La mort de Zarqaoui est-elle une bonne nouvelle ? Oui et non. Bien sûr, le terroriste d’Al-Qaida était un “voyou”, comme le souligne Al-Quds Al-Arabi, un sanguinaire qui a poussé le djihad jusqu’à ses ultimes conséquences, n’hésitant pas à tuer d’autres musulmans -chiites comme sunnites- dont le seul tort était de participer au nouveau gouvernement irakien. Et son ambition était d’embraser l’Irak pour fragiliser encore plus les pays voisins, à commencer par sa Jordanie natale.
Mais Zarqaoui était largement discrédité dans son propre camp et Al-Qaïda lui avait adressé, fin 2005, un rappel à l’ordre. Le mouvement devrait donc être repris en main, sous la houlette d’Abou Hamza Al-Mouhajer, inconnu jusqu’à présent. La stratégie devrait se recentrer sur le combat contre les Etats-Unis et contre l’Occident en général, toujours coupables aux yeux d’Al Qaïda d’être des puissances occupantes.
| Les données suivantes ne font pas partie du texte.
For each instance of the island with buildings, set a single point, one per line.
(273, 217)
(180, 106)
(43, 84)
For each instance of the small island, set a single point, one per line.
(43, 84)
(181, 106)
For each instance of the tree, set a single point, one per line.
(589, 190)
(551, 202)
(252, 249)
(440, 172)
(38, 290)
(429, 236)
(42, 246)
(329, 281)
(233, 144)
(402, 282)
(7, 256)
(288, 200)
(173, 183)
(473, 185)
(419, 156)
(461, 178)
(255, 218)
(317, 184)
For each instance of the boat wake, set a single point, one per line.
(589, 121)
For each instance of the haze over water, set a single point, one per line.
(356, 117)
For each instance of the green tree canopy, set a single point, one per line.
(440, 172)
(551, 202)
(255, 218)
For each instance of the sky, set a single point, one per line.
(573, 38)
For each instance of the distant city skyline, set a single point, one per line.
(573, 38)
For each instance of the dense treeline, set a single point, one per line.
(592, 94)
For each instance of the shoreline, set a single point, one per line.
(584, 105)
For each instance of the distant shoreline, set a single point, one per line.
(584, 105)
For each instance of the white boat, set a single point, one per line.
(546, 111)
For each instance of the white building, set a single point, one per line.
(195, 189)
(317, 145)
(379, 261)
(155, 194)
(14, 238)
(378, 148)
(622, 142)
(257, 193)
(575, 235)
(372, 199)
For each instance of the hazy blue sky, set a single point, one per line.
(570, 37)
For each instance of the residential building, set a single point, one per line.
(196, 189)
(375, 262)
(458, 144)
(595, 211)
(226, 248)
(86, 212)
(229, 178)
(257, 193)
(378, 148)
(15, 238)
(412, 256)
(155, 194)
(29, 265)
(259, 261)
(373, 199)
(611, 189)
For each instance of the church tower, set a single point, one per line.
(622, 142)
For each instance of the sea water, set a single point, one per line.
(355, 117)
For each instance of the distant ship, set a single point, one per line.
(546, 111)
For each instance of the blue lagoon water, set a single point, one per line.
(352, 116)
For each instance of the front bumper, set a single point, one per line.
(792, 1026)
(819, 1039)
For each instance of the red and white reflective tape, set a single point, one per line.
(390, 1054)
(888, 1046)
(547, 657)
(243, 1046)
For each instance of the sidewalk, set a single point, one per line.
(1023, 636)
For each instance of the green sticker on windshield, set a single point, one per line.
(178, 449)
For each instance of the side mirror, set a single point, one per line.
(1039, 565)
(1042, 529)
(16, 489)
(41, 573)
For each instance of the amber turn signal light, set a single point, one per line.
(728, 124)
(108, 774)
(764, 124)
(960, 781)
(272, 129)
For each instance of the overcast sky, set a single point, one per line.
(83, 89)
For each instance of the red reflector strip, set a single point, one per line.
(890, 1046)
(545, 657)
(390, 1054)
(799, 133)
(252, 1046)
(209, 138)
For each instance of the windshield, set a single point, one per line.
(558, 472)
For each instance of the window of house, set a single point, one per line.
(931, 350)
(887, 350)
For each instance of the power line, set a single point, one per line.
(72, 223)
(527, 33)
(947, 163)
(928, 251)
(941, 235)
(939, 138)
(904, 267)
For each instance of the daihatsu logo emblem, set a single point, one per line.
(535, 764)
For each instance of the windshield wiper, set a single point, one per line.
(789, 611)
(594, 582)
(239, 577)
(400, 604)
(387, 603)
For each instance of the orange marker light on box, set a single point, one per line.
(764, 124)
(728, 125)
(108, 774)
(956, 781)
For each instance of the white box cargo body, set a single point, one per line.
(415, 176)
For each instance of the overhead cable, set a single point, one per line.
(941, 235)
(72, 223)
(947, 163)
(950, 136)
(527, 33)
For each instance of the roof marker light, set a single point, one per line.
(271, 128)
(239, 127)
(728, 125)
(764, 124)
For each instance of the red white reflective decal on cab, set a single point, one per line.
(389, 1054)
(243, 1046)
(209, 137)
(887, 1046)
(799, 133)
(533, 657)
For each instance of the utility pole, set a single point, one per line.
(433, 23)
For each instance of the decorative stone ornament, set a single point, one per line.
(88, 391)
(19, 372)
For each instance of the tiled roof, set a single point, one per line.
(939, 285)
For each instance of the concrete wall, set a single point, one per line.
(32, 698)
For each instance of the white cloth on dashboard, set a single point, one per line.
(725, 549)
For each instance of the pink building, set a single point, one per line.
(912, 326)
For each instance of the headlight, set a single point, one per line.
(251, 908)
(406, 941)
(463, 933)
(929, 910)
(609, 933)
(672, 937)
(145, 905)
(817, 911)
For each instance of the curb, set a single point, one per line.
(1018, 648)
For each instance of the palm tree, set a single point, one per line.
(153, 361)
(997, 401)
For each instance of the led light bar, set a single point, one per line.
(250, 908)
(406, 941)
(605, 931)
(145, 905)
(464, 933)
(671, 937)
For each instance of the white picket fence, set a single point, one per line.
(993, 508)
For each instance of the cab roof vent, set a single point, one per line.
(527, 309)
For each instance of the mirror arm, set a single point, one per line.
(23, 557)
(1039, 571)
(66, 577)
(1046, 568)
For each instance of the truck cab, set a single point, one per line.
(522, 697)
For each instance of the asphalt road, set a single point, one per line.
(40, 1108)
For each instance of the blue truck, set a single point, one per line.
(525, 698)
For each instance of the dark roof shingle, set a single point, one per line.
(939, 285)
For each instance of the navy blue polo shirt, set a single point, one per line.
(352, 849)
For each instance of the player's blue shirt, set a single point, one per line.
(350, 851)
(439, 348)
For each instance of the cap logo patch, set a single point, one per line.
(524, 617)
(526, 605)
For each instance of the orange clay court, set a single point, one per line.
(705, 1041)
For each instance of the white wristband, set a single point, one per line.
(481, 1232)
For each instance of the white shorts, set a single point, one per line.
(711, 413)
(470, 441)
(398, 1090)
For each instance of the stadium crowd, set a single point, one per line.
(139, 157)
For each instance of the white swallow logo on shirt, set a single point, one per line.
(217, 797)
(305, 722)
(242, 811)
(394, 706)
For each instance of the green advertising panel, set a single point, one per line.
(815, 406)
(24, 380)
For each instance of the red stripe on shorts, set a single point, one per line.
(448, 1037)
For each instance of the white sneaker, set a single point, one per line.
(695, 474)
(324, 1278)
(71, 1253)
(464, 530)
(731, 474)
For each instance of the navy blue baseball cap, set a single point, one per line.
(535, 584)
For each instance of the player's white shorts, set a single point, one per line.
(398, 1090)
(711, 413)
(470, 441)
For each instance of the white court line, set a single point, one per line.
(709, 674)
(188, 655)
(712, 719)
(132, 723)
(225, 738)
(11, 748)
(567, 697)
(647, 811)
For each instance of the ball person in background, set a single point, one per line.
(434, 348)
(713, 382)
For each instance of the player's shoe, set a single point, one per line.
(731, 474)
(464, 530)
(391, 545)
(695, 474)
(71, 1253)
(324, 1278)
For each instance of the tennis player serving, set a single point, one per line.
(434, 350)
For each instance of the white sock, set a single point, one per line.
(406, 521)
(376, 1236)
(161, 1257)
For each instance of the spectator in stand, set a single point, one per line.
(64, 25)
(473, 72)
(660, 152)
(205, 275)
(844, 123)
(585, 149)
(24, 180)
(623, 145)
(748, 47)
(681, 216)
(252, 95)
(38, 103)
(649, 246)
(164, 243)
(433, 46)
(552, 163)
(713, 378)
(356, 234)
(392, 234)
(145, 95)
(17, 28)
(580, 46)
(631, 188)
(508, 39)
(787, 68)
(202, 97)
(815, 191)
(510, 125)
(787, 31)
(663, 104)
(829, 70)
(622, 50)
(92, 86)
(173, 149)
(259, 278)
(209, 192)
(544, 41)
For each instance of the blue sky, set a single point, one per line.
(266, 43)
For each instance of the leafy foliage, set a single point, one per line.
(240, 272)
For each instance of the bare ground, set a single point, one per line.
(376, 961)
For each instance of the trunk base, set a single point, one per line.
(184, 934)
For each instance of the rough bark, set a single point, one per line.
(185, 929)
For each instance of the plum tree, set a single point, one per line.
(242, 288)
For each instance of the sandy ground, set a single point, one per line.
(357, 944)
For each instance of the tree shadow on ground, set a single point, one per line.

Embarrassé, le gouvernement américain s’est réuni à Camp David pour évoquer de la stratégie à suivre en Irak. Le 15 juin, le Congrès devait débattre d’un éventuel calendrier de retrait des troupes. Alors que 60 % de l’opinion considère l’invasion de 2003 comme une erreur, les républicains veulent adopter une résolution déclarant l’Irak comme élément central de la “guerre globale contre le terrorisme”. Washington, au lieu de déminer la région, préfère se donner des raisons de persister dans l’erreur.



VITE !

Dans un communiqué sur le Net, Al Qaïda a confirmé mardi que Zakaria Moussaoui n’a rien à voir avec les attentats du 11 Septembre. Un Saoudien, Turki Ben Fouhaid Al Moutairi, tué en 2004 à Riyad, avait été choisi par Ben laden pour être le vingtième martyr.